WILLIAM MCCANCE (SCOTTISH 1894-1970) §
FORBIDDEN FRUIT
Estimate: £600 - £800
Auction: 25 June 2025 from 10:00 BST
Description
Signed with initials to lower back edge, red clay sculpture
Dimensions
28cm x 30cm x 15cm (11in x 12in x 6in)
Provenance
From the Estate of William McCance.
Footnote
This may be the same 1935 sculpture that was included in William McCance's 1960 exhibition at Reading Museum and Art Gallery (11 June-03 July), titled Two Embracing Figures (cat.no.187), with the medium listed as ‘building-brick clay'.
Forbidden Fruit (lot 30) features in a 1946 oil painting of the same title (lot 31).
McCance depicted his own sculptures in his paintings from as early as 1920. The first known example of this productive inter-media dialogue is believed to be the 1921-22 sculpture Cat (National Galleries of Scotland, GMA 5160) which features within his 1922 painting Primeval Movement (private collection). Sculpture could be easily manipulated in the studio to test various configurations, and proved conducive to the vorticist style McCance propounded in the 1920s, which promoted underlying geometric volumes.

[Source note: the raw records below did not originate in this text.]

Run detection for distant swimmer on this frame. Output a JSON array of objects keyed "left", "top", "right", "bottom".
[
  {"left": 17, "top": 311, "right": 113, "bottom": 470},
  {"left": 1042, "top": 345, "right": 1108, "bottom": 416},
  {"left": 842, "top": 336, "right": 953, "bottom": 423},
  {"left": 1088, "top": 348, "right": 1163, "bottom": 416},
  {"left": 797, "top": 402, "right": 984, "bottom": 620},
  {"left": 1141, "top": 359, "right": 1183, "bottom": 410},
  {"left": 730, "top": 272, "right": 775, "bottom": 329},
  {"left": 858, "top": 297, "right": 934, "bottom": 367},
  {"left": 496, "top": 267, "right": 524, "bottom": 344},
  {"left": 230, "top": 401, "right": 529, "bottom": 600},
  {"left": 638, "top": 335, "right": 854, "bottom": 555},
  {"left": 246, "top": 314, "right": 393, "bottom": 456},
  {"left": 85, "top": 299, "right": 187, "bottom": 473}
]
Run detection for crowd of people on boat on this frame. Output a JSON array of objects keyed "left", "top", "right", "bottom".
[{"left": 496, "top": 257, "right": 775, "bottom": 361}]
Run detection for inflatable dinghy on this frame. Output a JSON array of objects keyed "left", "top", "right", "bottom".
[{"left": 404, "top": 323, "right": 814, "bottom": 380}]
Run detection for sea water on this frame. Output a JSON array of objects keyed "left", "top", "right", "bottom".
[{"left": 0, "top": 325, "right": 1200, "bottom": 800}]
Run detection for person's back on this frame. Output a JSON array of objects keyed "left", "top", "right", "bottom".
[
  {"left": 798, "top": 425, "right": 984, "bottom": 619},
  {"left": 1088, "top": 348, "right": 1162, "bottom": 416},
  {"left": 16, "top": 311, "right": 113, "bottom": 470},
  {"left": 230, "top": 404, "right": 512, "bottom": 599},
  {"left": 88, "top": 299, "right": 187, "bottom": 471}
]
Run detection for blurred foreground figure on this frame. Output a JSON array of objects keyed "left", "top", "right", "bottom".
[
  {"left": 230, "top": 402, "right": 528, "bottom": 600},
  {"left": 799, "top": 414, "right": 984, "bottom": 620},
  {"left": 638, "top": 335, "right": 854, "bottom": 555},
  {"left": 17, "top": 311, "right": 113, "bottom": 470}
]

McCance ceased sculpting and painting in the early 1930s, owing to the significant workload at the Gregynog Press. It was not until 1933, having departed the Press and relocated to Wolverhampton, that he began to work on figurative red clay compositions which he fired at a local brickworks. Their curvature and solidity exhibit an affinity with the contemporary output of Henry Moore and Frank Dobson. These sculptures feature repeatedly throughout McCance’s still life paintings of the 1940s, and while McCance’s style had by this point changed substantially, his use of sculptural studio props endured.